Kuwait Finance House () (KFH) was established in the State of Kuwait, in 1977, as the first bank operating in accordance with the Islamic Shari'a rulings. KFH is listed in Kuwait Stock Exchange (KSE), with a market capitalization of $8.2 billion (KWD 2.49 billion) as of May 2016. Assets total $55.52 billion (KWD 16.83 billion) and deposits amount to $34.97 billion (KWD 10.66 billion.)

History
Kuwait Finance House was established in 1977 as Kuwait's first Islamic bank. It received 170 applications to open new accounts on its first day of operation on 31 August 1978. KFH opened in temporary headquarters on Ahmad Al-Jaber Street, before moving to the Emad Commercial Center in 1983 and then its present-day location on Abdullah Al-Mubarek Street in 1986. By 1983, KFH was the only Islamic Bank listed on the Banker's list of the top 100 Arab Banks. In 1984, KFH was listed on the Kuwait Stock Exchange.

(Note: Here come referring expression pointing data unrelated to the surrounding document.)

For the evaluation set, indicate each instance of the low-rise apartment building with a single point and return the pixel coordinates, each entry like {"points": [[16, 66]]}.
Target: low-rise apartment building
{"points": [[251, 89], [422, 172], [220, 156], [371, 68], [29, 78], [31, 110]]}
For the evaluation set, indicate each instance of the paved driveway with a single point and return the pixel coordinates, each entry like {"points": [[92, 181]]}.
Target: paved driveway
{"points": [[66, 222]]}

In 1989, KFH's subsidiary in Turkey, Kuveyt Turk Participation Bank, was established by a Turkish cabinet decree.

KFH Capital Investment Company was formed in 1999 to invest in the public equity, private equity, and real estate markets across the globe.  KFH Capital is the main investment of the bank, with offices in Safat, Kuwait and Oman.

In 2002, KFH opened its first branch in Bahrain and in 2005 KFH Malaysia was established, becoming the first Islamic bank to be granted a license in the county under the 1983 Islamic Banking Act. Since then, KFH and Kuveyt Turk have established a presence in the Kingdom of Saudi Arabia, Jordan, the UAE and Germany.

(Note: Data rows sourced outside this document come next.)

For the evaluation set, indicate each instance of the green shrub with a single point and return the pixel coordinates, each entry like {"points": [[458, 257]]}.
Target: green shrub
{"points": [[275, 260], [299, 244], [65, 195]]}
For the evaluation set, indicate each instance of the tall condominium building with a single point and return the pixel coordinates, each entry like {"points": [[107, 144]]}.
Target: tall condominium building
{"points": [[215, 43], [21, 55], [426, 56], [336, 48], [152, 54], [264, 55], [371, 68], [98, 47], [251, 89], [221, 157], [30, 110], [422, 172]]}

In July 2017, KFH studied a merger with Ahli United Bank., and in July 2022 KFH sealed the merger of Ahli United Bank.

Activities 
KFH provides Islamic Shari'a compliant products and services, covering banking, real estate, trade finance, investment portfolios, and other products and services.

Since the 1980s, KFH has witnessed multi-activity in international expansion. It has established independent banks in Turkey, Bahrain, and Malaysia. Moreover, it has stakes in other Islamic banks. Its investment activities in the US, Europe, South East Asia and the Middle East contributed to achieving the growing profit of KFH.

KFH is a major player in the international sukuk market, the volume of which for KFH trading group reached US$11.4 billion in 2016.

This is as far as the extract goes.